By Carla Marinucci
San Francisco Chronicle
San Francisco, California
28 September 2007
Days after a controversial organization began collecting voter signatures for a ballot measure to change California's winner-take-all primary, a founder of the GOP-backed group says its major players are resigning - and the group will fold - due to lack of funding and support.
"The levels of support just weren't there," said Marty Wilson, the Sacramento-based fundraiser, in a telephone interview Thursday.
Wilson was among the founding members of Californians for Equal Representation, the group led by Sacramento attorney Thomas Hiltachk that intended to collect roughly 434,000 signatures to qualify the Presidential Election Reform Act for the June 2008 ballot.

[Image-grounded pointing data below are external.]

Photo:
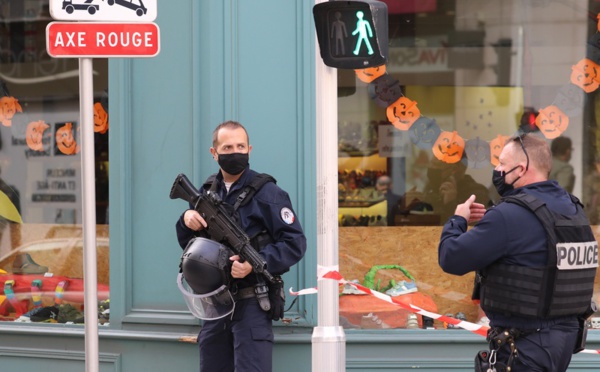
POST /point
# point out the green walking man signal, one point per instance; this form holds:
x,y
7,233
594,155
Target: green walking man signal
x,y
352,34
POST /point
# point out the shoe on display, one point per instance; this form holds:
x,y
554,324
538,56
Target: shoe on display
x,y
24,264
44,314
349,289
402,287
372,321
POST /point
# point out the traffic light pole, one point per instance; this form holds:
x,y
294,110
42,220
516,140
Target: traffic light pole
x,y
88,182
328,338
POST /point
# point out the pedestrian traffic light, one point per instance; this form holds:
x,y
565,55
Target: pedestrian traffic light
x,y
352,34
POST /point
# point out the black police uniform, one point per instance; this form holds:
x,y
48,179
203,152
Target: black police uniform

The measure would have changed the state's winner-take-all means of awarding Electoral College votes to a proportional system that would have awarded 53 of the state's 55 electoral votes - one by one - to the popular vote winner of each of the state's 53 congressional districts. The other two electoral votes would have gone to the statewide popular vote winner.

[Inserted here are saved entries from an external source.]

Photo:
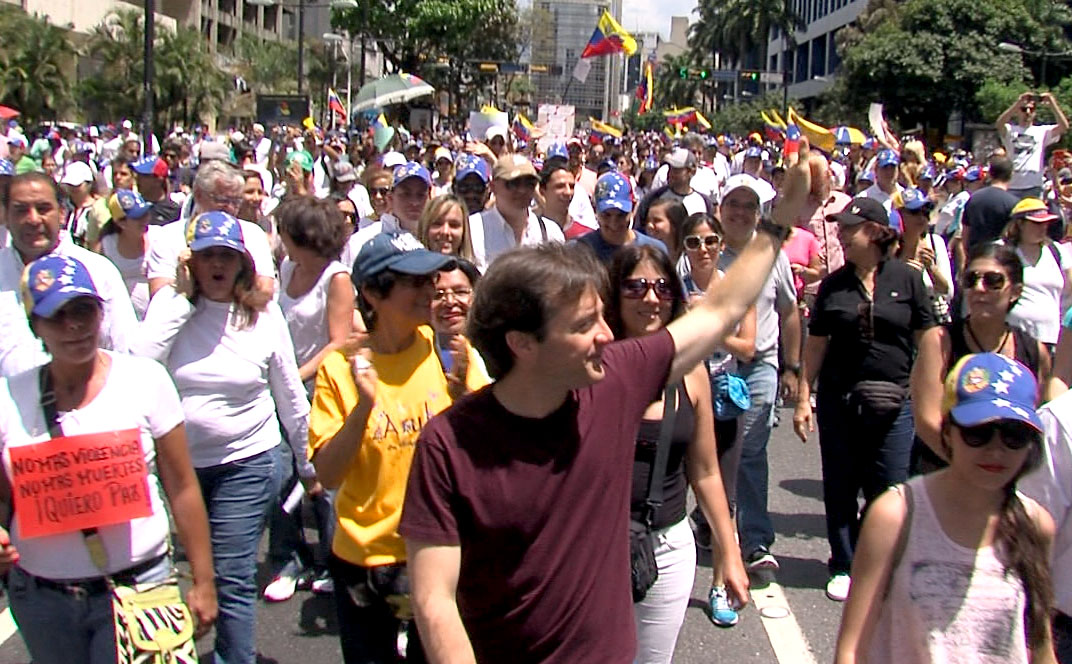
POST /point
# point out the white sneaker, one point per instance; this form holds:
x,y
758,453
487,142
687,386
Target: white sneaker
x,y
285,583
837,587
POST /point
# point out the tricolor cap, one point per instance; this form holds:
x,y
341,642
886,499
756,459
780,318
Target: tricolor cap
x,y
216,229
412,170
613,192
51,281
128,204
986,387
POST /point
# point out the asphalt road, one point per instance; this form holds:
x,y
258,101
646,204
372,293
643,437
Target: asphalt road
x,y
303,629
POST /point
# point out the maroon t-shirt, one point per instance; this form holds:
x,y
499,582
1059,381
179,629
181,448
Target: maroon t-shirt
x,y
540,510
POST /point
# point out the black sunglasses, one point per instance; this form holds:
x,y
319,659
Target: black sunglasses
x,y
992,280
1013,434
636,289
711,241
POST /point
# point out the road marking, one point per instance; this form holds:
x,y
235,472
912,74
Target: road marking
x,y
8,626
785,634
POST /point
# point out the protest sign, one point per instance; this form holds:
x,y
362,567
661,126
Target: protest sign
x,y
73,483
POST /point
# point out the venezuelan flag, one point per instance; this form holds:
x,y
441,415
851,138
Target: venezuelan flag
x,y
608,39
645,89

The change, Democrats had complained, would benefit the GOP - and perhaps alter the outcome of the 2008 presidential election.

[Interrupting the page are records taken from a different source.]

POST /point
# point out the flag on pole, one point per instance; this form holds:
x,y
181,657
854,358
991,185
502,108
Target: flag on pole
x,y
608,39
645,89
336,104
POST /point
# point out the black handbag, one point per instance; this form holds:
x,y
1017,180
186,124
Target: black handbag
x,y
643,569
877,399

"There has not been the financial level of support necessary to run a viable campaign, and there wasn't sufficient interest from donors inside or outside the state to qualify the measure for the ballot," Wilson said.
Wilson said he has disassociated himself from the committee, and he confirmed that Hiltachk, who has represented both Gov. Arnold Schwarzenegger and the state GOP, resigned from the committee Wednesday, as has spokesman Kevin Eckery.